Sunday, September 24, 2006

dhNeki shaak

The Puja special issues of Bengali magazines have appeared at the market. The quality has deteriorated substantially now-a-days. The obvious reason is that a writer produces ten to twelve, if not more, articles for a bunch of magazines within a couple of months. With this kind of attitude towards literature, I don't know where the Bengali Puja literature is heading!
I read a short story of Tarapado Roy in one such Puja issues. It was just like his usual style, a nostalgic story based on real charecters and incidents with an undercurrent of bleeding memories of our divided past - Deshbhaag, or the division of the country.
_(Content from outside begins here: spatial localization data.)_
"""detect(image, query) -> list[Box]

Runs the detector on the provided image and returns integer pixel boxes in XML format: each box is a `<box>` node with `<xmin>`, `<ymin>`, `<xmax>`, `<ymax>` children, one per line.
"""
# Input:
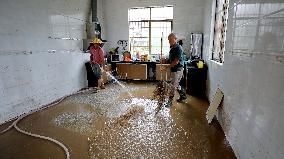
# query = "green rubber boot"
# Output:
<box><xmin>165</xmin><ymin>97</ymin><xmax>173</xmax><ymax>108</ymax></box>
<box><xmin>177</xmin><ymin>89</ymin><xmax>187</xmax><ymax>102</ymax></box>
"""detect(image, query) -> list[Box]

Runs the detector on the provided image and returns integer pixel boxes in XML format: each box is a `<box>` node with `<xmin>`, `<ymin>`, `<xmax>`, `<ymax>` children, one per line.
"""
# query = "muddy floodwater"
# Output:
<box><xmin>0</xmin><ymin>82</ymin><xmax>236</xmax><ymax>159</ymax></box>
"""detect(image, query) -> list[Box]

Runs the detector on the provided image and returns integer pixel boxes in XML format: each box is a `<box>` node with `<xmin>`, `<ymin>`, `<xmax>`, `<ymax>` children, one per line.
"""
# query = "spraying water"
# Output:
<box><xmin>106</xmin><ymin>72</ymin><xmax>133</xmax><ymax>98</ymax></box>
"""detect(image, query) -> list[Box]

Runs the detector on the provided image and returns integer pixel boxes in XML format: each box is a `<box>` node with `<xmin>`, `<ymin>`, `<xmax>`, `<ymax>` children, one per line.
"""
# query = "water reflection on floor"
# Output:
<box><xmin>0</xmin><ymin>82</ymin><xmax>236</xmax><ymax>159</ymax></box>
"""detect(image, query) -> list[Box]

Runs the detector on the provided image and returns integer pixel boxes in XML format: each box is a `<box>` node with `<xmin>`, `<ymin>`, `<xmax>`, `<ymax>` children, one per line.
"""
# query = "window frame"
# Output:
<box><xmin>211</xmin><ymin>0</ymin><xmax>229</xmax><ymax>63</ymax></box>
<box><xmin>128</xmin><ymin>6</ymin><xmax>173</xmax><ymax>56</ymax></box>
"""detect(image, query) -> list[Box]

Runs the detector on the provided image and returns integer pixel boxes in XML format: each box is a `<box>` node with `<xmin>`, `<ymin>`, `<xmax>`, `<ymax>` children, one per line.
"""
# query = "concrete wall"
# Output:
<box><xmin>103</xmin><ymin>0</ymin><xmax>206</xmax><ymax>55</ymax></box>
<box><xmin>0</xmin><ymin>0</ymin><xmax>92</xmax><ymax>124</ymax></box>
<box><xmin>97</xmin><ymin>0</ymin><xmax>106</xmax><ymax>40</ymax></box>
<box><xmin>203</xmin><ymin>0</ymin><xmax>284</xmax><ymax>158</ymax></box>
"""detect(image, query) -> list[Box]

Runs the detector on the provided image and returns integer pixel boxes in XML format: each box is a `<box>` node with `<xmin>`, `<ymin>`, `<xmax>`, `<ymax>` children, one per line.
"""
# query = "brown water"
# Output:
<box><xmin>0</xmin><ymin>82</ymin><xmax>236</xmax><ymax>159</ymax></box>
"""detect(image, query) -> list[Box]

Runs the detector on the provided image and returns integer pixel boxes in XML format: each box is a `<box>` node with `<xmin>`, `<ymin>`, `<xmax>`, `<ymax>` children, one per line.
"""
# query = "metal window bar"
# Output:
<box><xmin>129</xmin><ymin>6</ymin><xmax>173</xmax><ymax>56</ymax></box>
<box><xmin>129</xmin><ymin>21</ymin><xmax>172</xmax><ymax>55</ymax></box>
<box><xmin>212</xmin><ymin>0</ymin><xmax>229</xmax><ymax>63</ymax></box>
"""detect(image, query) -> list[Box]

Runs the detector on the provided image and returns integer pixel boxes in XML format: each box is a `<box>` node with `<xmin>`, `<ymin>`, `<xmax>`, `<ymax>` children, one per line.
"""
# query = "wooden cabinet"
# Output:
<box><xmin>116</xmin><ymin>63</ymin><xmax>130</xmax><ymax>79</ymax></box>
<box><xmin>128</xmin><ymin>64</ymin><xmax>147</xmax><ymax>80</ymax></box>
<box><xmin>116</xmin><ymin>63</ymin><xmax>147</xmax><ymax>80</ymax></box>
<box><xmin>156</xmin><ymin>64</ymin><xmax>171</xmax><ymax>81</ymax></box>
<box><xmin>186</xmin><ymin>65</ymin><xmax>207</xmax><ymax>97</ymax></box>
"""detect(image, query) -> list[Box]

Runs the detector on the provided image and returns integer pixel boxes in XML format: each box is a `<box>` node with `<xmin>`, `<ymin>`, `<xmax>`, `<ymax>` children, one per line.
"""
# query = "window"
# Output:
<box><xmin>212</xmin><ymin>0</ymin><xmax>229</xmax><ymax>63</ymax></box>
<box><xmin>232</xmin><ymin>2</ymin><xmax>284</xmax><ymax>52</ymax></box>
<box><xmin>129</xmin><ymin>6</ymin><xmax>173</xmax><ymax>57</ymax></box>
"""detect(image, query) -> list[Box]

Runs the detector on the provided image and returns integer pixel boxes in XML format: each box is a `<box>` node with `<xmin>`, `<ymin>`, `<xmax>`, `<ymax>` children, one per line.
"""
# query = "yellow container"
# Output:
<box><xmin>197</xmin><ymin>61</ymin><xmax>204</xmax><ymax>68</ymax></box>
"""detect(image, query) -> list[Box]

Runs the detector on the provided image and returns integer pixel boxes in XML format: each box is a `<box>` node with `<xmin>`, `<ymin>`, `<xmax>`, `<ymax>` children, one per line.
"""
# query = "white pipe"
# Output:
<box><xmin>0</xmin><ymin>87</ymin><xmax>97</xmax><ymax>159</ymax></box>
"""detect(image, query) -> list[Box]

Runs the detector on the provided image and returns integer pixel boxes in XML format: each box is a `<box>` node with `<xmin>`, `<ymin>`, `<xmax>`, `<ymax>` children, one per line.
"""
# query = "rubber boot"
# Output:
<box><xmin>177</xmin><ymin>89</ymin><xmax>187</xmax><ymax>102</ymax></box>
<box><xmin>165</xmin><ymin>96</ymin><xmax>174</xmax><ymax>108</ymax></box>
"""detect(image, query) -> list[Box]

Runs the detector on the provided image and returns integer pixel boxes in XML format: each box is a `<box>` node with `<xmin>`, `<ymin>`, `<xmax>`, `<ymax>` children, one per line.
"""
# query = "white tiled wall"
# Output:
<box><xmin>203</xmin><ymin>0</ymin><xmax>284</xmax><ymax>158</ymax></box>
<box><xmin>103</xmin><ymin>0</ymin><xmax>206</xmax><ymax>55</ymax></box>
<box><xmin>0</xmin><ymin>0</ymin><xmax>92</xmax><ymax>124</ymax></box>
Author's uncle-of-village-relation, Abinash kaka is a permament resident of US for a couple of decades now with his daughter. Earlier he used to write long letters to the author, now with the advent of technology he sends occasional emails. Each of his mails bears a request to bring something exotic dug up from memories; like an old plate Abinash kaka got as a gift in his childhood, or a certain fruit that is only available in murshlands of Bengal. Tarapado Roy whenever possible carries those things overseas when he goes to visit his son settled in a town near to Abinash kaka's place.
This time Abinash kaka has requested to bring some DhNeki shaak. The author carries a bunch of it with him but the vegetable perishes on its way to Abinash kaka. But later during the trip when he meets Abinash kaka, he is surprised to have the same vegetable on his meal. Abinash kaka's daughter has found the dhNeki shaak in the market somewhere in US. This is a very insignificant issue. But considering the emotional connection of dhNeki shaak with someone who has left his motherland long ago and again the availablity of that exotic vegetabe in globalized-market produces a contrasting optimism with the underlying nostalgia.
Life is made up of small and insignificant things. Only the one who has an eye and appreciation for those insignificant things can enjoy the life to its fullest.